Daí a ideia da temporalidade narrativa expressa em Ricoeur (2010), que situa o plano da ação na configuração da tessitura narrativa como uma experiência que somente o sujeito tem acesso quando as histórias são narradas, ou nas palavras do autor: “[...] uma vida humana é uma história em estado nascente” e somente ao narra-la “[...] temos acesso aos dramas temporais da existência” (RICOEUR, 2010, p. 127).

Ao longo do artigo, o uso do gênero feminino ao nos reportarmos ao termo “professoras” é por uma escolha política, por respeito às mulheres e por valorização às próprias professoras iniciantes pesquisadas que fizeram parte deste estudo, além de que a docência, em sua maioria, é constituída por mulheres.

Este texto dialoga com autores do campo da Pesquisa Narrativa (Auto)Biográfica e as Histórias de Vida, na perspectiva de Ricoeur (2010), Josso (2010), Candau (2012), Delory-Momberger (2008, 2014), Nóvoa (2010), Catani e outros (2003), Bragança (2012), entre outros.

Trata-se de uma pesquisa de abordagem qualitativa, primando como dispositivos teórico-metodológicos as histórias de vida, por meio, especialmente, do diário de pesquisa e das narrativas orais, dispositivos estes que foram desenvolvidos na pesquisa-formação com as três professoras iniciantes que atuam nos anos iniciais do Ensino Fundamental, numa escola da rede pública de ensino de Caxias (MA). A problemática de partida sobre a qual nos debruçamos é saber: Quais as implicações das histórias de vida de professoras iniciantes no processo de constituição da docência? E o que essas histórias de vidas narradas pelas docentes pode significar na escolha da profissão e no cotidiano da sua formação e do desenvolvimento profissional?

Os objetivos do artigo buscam: compreender as implicações das histórias de vida na constituição da docência de professoras em início de carreira, bem como refletir acerca das potencialidades das histórias de vida no desenvolvimento profissional de professoras iniciantes.

O recorte cronológico do estudo compreende um contexto contemporâneo, por buscar dar visibilidade às histórias formativas do ser e fazer-se professora no século XXI, na constituição de suas identidades profissionais, mais especificamente, situadas no ano de 2014, período este em que foi realizada a pesquisa com as professoras iniciantes.

O presente artigo também se inscreve como uma pesquisa-formação que vem nos acompanhando atualmente, tanto em relação à construção do texto de tese de doutorado em educação do primeiro autor, que está em curso no Programa de Pós-graduação em Educação da Universidade Estadual de Campinas (UNICAMP), orientado pela segunda autora deste escrito, como mediado pelas reflexões, discussões e estudos que estamos realizando nos grupos de pesquisa dos quais fazemos parte, a saber o Grupo de Pesquisa-Formação Polifonia, vinculado ao Grupo de Estudos e Pesquisas em Educação Continuada (GEPEC) da Faculdade de Educação da Unicamp e ao Núcleo Vozes da Educação da Faculdade de Formação de Professores da Universidade Estadual do Rio de Janeiro (FFP/UERJ).

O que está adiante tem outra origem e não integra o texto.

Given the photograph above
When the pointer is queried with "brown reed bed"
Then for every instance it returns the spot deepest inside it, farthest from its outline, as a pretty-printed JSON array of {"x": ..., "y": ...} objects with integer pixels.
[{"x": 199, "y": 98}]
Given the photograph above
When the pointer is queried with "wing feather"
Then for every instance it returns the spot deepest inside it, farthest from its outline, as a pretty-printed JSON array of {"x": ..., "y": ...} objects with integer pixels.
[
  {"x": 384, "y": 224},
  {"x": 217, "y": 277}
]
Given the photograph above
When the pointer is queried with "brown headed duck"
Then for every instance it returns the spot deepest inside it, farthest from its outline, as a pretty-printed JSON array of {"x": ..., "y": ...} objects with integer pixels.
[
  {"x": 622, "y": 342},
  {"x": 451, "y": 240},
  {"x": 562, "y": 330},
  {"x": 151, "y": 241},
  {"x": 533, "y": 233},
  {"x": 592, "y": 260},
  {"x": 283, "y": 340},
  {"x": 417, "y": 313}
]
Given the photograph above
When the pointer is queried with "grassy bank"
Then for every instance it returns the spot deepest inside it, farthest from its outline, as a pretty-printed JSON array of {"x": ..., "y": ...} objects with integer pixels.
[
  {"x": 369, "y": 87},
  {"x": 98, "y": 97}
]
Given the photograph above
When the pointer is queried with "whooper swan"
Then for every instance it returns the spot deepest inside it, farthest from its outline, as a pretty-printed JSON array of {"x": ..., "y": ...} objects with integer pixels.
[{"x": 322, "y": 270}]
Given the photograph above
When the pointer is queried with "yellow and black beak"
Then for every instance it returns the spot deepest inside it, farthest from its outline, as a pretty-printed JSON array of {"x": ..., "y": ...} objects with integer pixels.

Em relação à ideia de pesquisa-formação a qual aludimos acima, tem a ver com a proposição de Josso (2010) que tomamos emprestada, significando, portanto, processos de pesquisa que se inscrevem simultaneamente como formação e (auto)formação, ou seja, a pesquisa-formação “é uma experiência a ser elaborada para que quem nela estiver empenhado possa participar de uma reflexão teórica sobre a formação e os processos por meio dos quais ela se dá a conhecer” (JOSSO, 2010, p. 142).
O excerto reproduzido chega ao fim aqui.